Una consolante notizia ci giunge da S. Biagio di Callalta dove gli alunni della locale Scuola Media statale, guidati dal proprio preside, hanno provveduto a restaurare un monumentino che sorge - a lato della chiesa - sulla fossa che contiene i resti di decine di nostri soldati morti a seguito dei combattimenti susseguitisi nel 1917 e ‘18 nella vicina zona di Fagarè. In quel tempo la chiesa era stata adibita a ospedaletto da campo, e i tanti che vi morirono vennero sepolti fino a riempire l’attiguo cimitero (venendo poi traslati nel Monumento-ossario di Fagarè) e altri nel sagrato della chiesa in una unica fossa sulla quale i commilitoni eressero un cippo sormontato da un’aquila ad ali spiegate; è appunto questa tomba e questo cippo che abbisognavano di sistemazione.

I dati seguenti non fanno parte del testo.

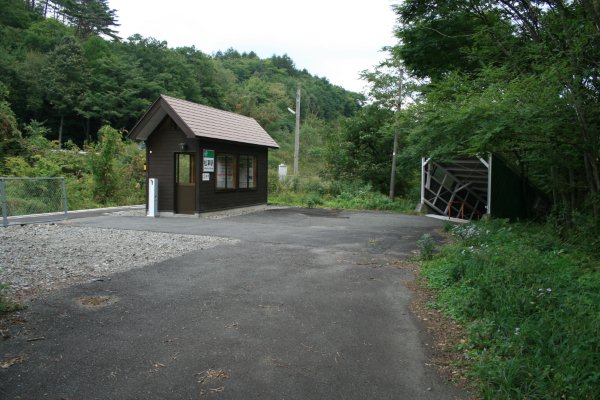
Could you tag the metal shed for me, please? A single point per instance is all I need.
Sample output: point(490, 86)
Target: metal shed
point(471, 188)
point(204, 159)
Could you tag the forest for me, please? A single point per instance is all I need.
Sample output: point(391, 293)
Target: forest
point(515, 78)
point(65, 76)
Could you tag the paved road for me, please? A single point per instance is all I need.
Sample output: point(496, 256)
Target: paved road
point(306, 306)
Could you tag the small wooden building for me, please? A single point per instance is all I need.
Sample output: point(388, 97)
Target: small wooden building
point(203, 159)
point(471, 188)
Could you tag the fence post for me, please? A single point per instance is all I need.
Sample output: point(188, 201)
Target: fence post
point(4, 210)
point(64, 185)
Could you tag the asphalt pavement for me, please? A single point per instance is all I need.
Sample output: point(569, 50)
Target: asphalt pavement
point(308, 305)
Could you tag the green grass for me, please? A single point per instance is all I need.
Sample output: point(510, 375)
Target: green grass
point(313, 192)
point(531, 307)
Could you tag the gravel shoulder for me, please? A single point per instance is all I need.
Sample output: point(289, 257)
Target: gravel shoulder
point(39, 259)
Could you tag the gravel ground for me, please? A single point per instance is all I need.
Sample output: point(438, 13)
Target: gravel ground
point(37, 259)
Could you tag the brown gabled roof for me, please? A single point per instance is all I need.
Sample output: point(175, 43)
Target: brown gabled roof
point(196, 120)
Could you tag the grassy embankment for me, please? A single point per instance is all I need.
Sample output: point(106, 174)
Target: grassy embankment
point(530, 304)
point(315, 192)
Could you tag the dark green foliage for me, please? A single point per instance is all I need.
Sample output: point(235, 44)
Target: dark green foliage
point(362, 150)
point(68, 75)
point(519, 79)
point(529, 302)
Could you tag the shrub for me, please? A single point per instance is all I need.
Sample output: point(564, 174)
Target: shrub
point(529, 301)
point(426, 246)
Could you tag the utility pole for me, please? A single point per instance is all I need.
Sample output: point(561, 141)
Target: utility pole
point(398, 109)
point(297, 136)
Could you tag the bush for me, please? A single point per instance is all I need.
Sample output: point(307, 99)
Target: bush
point(426, 246)
point(529, 301)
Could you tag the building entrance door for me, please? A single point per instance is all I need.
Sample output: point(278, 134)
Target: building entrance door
point(185, 183)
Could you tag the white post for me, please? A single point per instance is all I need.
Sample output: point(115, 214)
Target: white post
point(282, 172)
point(152, 197)
point(489, 199)
point(297, 136)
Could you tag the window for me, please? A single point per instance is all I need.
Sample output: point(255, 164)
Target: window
point(247, 172)
point(184, 168)
point(226, 171)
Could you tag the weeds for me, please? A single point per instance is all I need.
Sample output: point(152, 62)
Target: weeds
point(313, 192)
point(530, 303)
point(426, 246)
point(5, 305)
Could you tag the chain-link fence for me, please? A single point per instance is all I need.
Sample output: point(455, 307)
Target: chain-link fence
point(25, 200)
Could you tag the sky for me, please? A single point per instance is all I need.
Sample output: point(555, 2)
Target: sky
point(334, 39)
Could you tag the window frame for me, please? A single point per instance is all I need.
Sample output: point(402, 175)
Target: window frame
point(233, 179)
point(253, 165)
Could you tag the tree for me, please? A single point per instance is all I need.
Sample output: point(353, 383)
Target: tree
point(66, 75)
point(103, 161)
point(518, 78)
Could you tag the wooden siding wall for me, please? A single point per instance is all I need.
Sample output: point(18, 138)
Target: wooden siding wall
point(161, 147)
point(210, 199)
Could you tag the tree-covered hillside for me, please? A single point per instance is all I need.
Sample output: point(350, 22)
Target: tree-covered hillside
point(63, 66)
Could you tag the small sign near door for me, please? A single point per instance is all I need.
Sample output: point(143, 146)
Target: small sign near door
point(209, 161)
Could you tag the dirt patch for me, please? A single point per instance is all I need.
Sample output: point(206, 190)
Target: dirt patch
point(446, 334)
point(95, 302)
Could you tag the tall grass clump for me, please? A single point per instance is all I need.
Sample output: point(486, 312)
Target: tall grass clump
point(531, 307)
point(316, 192)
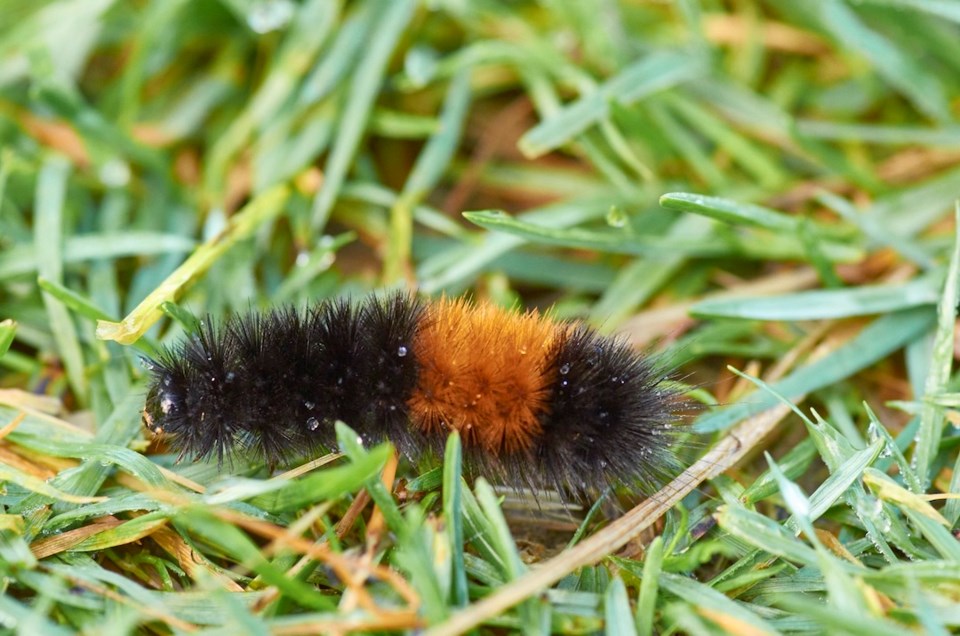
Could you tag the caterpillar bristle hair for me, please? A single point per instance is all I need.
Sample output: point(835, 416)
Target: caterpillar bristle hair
point(538, 403)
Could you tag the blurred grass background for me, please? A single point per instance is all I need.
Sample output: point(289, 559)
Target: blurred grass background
point(761, 185)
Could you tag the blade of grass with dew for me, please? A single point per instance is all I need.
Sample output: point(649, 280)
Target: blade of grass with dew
point(875, 231)
point(8, 331)
point(921, 87)
point(637, 282)
point(452, 512)
point(649, 587)
point(931, 417)
point(824, 304)
point(425, 174)
point(654, 73)
point(747, 155)
point(880, 338)
point(48, 236)
point(326, 484)
point(618, 619)
point(393, 19)
point(23, 259)
point(310, 27)
point(450, 268)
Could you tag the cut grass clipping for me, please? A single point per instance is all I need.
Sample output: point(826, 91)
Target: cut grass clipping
point(767, 193)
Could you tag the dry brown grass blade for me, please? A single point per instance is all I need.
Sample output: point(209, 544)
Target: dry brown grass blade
point(66, 540)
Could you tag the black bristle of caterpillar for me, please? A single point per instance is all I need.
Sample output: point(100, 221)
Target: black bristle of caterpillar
point(388, 327)
point(609, 418)
point(191, 394)
point(271, 386)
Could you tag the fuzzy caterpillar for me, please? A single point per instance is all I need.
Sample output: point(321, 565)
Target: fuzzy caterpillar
point(537, 403)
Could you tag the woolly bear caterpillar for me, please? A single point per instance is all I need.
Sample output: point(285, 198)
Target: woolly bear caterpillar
point(537, 403)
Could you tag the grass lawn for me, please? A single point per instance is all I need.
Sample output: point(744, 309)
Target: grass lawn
point(764, 191)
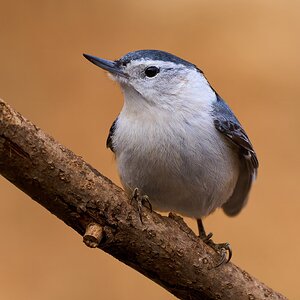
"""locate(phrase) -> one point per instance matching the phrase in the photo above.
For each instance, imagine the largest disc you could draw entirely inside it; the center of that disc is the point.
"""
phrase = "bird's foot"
(223, 249)
(141, 200)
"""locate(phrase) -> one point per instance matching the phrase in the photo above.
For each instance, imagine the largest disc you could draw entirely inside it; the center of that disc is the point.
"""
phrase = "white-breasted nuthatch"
(176, 140)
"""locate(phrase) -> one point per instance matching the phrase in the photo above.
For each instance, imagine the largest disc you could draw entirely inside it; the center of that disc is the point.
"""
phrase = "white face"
(164, 84)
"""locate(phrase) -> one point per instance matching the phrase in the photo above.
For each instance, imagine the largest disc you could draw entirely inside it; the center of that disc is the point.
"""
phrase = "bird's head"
(157, 78)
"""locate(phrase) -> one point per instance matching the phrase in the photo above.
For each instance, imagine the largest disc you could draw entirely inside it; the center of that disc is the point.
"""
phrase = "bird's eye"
(151, 71)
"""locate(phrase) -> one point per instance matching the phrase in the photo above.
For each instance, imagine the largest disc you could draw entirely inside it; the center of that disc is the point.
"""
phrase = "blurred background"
(249, 51)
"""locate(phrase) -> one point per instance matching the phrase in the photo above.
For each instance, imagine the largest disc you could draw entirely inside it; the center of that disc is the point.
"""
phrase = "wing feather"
(226, 123)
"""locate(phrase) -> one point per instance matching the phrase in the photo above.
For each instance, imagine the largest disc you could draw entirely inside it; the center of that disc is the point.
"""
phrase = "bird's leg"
(221, 249)
(141, 200)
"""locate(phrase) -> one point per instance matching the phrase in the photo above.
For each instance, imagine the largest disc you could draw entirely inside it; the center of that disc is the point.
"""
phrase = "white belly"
(185, 167)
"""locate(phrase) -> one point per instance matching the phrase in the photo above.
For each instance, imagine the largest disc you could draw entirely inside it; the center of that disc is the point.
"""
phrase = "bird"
(176, 141)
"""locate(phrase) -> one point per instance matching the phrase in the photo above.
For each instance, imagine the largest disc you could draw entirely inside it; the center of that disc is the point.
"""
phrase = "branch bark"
(162, 248)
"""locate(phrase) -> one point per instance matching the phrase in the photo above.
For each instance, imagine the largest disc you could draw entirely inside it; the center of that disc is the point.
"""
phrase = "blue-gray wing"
(227, 124)
(109, 142)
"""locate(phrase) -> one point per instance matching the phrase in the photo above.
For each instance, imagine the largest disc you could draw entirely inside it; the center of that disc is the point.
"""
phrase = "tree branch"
(162, 248)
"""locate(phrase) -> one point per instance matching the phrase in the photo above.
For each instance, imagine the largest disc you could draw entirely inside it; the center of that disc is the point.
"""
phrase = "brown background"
(249, 50)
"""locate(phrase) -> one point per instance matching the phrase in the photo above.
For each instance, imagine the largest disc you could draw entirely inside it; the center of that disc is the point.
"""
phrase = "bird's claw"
(141, 200)
(222, 249)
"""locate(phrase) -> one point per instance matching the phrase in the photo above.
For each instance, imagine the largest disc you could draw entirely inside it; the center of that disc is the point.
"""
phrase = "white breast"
(179, 160)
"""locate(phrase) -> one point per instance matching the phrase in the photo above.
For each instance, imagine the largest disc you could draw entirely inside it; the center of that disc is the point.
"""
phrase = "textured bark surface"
(162, 248)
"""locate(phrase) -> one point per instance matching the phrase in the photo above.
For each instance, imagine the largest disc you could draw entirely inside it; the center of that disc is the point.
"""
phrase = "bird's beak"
(108, 65)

E a ciò hanno provveduto, anche finanziariamente, i giovani studenti i quali hanno pure collocato una lapide di travertino con una riconoscente dedica e una corona di bronzo; un tappeto erboso e alcune piante di sempreverdi completerà la meritoria opera di restaurazione del monumentino, dietro al quale - sul muro della chiesa - verranno sistemate le lapidi che ricordano tutti i cittadini di S. Biagio che sono caduti per la Patria.
La nuova sezione degli Artiglieri in congedo di Castello di Godego è stata recentemente inaugurata con l’intervento del sindaco Luigi Milani, dell’arciprete mons. Barbiero, e del presidente provinciale magg. Cav. Attilio Innocente; prestava servizio un picchetto in armi. E’ stata deposta una corona al monumento ai Caduti e consegnata la bandiera alla nuova sezione.

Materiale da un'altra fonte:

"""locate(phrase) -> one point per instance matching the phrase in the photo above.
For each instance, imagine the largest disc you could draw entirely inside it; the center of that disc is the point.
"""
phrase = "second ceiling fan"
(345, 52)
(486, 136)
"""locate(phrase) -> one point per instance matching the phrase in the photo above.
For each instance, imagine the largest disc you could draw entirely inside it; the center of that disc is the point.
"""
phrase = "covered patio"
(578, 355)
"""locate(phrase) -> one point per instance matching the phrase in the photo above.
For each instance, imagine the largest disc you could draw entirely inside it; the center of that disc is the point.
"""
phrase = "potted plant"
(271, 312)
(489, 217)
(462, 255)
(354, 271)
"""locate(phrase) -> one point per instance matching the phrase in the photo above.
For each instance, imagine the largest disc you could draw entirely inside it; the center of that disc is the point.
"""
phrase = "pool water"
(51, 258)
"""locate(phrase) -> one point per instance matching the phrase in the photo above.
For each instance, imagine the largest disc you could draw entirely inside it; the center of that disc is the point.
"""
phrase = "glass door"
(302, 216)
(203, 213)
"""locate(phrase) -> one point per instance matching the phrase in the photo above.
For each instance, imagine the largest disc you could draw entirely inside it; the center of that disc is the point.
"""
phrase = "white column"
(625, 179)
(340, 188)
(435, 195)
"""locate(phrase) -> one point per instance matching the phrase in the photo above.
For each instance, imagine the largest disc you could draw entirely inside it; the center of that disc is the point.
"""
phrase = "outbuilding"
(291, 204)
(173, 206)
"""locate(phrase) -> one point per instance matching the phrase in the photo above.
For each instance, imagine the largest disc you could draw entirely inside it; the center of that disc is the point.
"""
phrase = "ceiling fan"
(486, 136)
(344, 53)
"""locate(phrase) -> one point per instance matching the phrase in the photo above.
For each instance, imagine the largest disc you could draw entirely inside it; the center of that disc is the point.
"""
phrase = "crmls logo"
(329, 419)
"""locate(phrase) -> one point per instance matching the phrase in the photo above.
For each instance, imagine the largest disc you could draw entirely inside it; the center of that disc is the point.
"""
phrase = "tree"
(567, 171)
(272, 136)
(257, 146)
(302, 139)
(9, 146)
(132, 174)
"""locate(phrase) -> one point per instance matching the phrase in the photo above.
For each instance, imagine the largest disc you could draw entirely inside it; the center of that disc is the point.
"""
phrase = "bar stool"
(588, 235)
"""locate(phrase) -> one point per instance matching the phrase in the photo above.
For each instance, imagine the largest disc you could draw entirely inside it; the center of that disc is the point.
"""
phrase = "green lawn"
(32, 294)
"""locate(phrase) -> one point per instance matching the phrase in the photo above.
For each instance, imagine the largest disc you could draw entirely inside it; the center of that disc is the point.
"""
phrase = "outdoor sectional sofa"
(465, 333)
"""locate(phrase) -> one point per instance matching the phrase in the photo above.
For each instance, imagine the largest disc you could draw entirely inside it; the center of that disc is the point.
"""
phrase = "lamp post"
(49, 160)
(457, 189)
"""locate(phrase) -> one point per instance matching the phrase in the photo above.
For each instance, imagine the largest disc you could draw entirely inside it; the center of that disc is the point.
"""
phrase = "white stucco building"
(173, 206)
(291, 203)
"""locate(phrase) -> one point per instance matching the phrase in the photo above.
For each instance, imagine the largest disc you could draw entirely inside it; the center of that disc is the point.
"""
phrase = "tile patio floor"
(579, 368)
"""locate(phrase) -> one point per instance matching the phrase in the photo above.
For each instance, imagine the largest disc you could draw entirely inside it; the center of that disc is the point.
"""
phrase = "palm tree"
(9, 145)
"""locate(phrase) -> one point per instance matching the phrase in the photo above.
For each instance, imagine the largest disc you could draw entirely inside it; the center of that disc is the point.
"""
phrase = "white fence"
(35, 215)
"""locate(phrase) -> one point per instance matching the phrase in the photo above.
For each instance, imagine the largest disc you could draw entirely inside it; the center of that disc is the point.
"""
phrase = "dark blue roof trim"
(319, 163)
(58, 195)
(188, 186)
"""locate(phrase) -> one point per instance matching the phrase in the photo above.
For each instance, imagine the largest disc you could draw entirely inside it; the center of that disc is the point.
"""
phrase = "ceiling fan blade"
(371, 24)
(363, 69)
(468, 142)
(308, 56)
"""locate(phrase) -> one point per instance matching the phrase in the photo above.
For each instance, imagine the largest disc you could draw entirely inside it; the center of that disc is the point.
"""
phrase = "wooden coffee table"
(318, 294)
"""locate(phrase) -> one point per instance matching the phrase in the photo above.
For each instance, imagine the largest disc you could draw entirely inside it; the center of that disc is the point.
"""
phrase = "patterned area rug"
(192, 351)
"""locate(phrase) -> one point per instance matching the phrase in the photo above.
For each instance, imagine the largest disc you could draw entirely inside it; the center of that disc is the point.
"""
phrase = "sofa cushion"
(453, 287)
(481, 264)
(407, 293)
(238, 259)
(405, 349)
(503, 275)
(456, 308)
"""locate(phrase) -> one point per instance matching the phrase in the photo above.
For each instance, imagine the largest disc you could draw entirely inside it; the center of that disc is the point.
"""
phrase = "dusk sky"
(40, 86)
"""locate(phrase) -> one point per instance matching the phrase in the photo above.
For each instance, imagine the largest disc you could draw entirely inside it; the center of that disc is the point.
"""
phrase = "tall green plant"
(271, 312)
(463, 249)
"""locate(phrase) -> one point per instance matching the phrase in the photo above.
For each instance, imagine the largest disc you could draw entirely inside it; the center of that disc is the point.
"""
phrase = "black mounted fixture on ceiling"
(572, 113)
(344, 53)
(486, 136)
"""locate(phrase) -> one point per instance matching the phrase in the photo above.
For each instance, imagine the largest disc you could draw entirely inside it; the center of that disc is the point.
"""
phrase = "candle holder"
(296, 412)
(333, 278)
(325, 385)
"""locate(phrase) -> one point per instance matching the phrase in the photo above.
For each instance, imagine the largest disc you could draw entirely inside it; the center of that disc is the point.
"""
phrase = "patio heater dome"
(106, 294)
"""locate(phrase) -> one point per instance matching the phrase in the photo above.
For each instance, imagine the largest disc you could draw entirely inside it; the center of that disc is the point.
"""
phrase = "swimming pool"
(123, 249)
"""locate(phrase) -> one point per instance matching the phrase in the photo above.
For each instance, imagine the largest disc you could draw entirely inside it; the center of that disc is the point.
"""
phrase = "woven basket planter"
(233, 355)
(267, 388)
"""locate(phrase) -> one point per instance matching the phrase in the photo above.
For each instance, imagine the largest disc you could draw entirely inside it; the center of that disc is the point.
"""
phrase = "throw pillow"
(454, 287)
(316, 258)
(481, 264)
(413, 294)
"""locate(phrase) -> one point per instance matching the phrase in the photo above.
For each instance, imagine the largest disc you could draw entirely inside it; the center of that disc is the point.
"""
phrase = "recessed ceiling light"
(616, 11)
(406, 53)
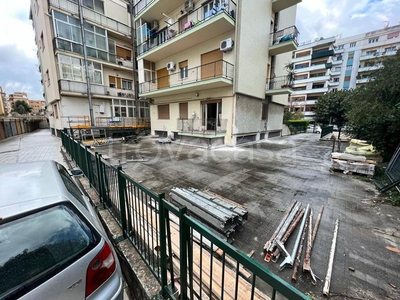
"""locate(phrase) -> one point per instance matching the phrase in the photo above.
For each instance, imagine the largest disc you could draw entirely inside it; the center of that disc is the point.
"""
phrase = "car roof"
(28, 186)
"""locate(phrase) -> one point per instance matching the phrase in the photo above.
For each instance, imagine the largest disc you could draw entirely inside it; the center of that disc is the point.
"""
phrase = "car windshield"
(37, 246)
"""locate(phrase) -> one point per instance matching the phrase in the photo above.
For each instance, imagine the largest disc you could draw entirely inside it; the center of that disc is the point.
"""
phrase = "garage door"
(211, 64)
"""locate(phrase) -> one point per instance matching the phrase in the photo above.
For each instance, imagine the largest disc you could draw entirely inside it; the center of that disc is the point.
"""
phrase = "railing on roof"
(195, 18)
(174, 246)
(288, 34)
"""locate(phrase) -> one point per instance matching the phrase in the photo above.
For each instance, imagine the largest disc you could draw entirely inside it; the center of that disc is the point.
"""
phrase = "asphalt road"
(267, 177)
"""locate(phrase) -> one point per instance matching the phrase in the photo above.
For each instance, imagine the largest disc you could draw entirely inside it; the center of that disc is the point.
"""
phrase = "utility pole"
(136, 111)
(88, 89)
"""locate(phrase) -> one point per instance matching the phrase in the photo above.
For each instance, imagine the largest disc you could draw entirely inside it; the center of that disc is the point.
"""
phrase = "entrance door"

Gli obiettori di coscienza in carcere in Italia - con pene variabili dai tre ai tredici mesi - sono attualmente 53; altri 16 sono detenuti in attesa di giudizio per lo stesso reato.

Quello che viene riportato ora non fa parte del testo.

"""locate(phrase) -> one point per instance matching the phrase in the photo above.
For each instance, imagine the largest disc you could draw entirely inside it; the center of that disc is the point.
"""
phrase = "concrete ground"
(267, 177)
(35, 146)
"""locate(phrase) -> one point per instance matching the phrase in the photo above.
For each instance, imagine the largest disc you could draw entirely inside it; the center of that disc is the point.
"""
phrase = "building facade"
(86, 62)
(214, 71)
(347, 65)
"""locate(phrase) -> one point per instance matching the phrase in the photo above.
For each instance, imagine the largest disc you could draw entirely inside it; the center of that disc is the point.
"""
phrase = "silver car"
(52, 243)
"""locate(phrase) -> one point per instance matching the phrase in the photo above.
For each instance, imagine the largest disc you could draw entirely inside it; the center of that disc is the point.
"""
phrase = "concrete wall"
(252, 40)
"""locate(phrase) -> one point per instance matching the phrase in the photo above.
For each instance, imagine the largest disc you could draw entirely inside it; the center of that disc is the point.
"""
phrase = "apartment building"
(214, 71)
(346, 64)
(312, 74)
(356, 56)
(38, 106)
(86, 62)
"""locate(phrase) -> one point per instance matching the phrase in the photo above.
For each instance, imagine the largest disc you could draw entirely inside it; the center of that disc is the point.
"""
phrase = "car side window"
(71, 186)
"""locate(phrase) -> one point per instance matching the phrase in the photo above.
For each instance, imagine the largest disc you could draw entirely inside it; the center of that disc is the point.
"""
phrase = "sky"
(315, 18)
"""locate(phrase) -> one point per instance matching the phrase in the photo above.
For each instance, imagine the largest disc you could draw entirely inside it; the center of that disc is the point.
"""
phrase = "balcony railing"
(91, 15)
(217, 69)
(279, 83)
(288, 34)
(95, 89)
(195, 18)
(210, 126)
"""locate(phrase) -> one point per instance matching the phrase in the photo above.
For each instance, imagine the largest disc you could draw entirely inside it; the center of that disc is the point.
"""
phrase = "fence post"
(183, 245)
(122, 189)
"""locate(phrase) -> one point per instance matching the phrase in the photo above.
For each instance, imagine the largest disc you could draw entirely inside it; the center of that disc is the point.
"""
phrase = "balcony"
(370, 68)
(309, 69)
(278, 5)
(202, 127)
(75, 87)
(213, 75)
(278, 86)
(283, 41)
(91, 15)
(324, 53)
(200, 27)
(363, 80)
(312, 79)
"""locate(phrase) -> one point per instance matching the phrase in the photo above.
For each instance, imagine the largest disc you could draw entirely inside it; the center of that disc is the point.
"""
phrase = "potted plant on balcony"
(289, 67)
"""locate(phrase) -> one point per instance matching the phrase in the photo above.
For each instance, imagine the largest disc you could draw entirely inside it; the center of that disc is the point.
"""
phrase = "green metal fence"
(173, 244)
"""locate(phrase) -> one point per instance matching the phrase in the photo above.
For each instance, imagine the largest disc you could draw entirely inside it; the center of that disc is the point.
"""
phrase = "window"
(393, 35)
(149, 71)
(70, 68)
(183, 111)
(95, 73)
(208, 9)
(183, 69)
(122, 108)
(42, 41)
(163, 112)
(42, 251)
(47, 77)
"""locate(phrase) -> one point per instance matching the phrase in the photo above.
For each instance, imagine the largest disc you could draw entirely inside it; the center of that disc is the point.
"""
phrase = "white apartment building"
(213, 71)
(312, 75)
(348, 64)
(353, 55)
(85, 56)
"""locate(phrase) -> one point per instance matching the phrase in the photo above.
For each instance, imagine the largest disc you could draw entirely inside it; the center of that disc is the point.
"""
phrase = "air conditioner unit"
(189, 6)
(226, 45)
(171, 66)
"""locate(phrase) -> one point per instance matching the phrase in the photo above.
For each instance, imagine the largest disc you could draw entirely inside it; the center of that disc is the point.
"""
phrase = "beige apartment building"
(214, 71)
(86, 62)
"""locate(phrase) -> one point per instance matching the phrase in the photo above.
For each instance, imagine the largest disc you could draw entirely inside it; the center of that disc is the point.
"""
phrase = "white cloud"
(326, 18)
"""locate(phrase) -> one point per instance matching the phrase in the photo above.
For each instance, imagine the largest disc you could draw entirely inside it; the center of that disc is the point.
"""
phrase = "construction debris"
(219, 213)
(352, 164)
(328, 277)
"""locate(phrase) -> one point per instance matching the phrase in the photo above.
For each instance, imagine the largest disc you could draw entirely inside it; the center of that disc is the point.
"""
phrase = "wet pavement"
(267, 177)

La Medaglia d’oro Angelo Ziliotto è stata commemorata dal prof. Romano Cogo nel corso dell’assemblea annuale dell’Unione nazionale italiana reduci di Russia, svoltasi il 25 gennaio a Treviso nell’anniversario della battaglia di Nikolajewka; la riunione associativa era stata preceduta da una messa a suffragio dei centomila caduti e dispersi sul fronte russo, e che è stata celebrata - nella cappella dei Caduti adiacente alla chiesa votiva di Treviso - da padre Carlo Marangoni alla presenza di autorità comunali e militari.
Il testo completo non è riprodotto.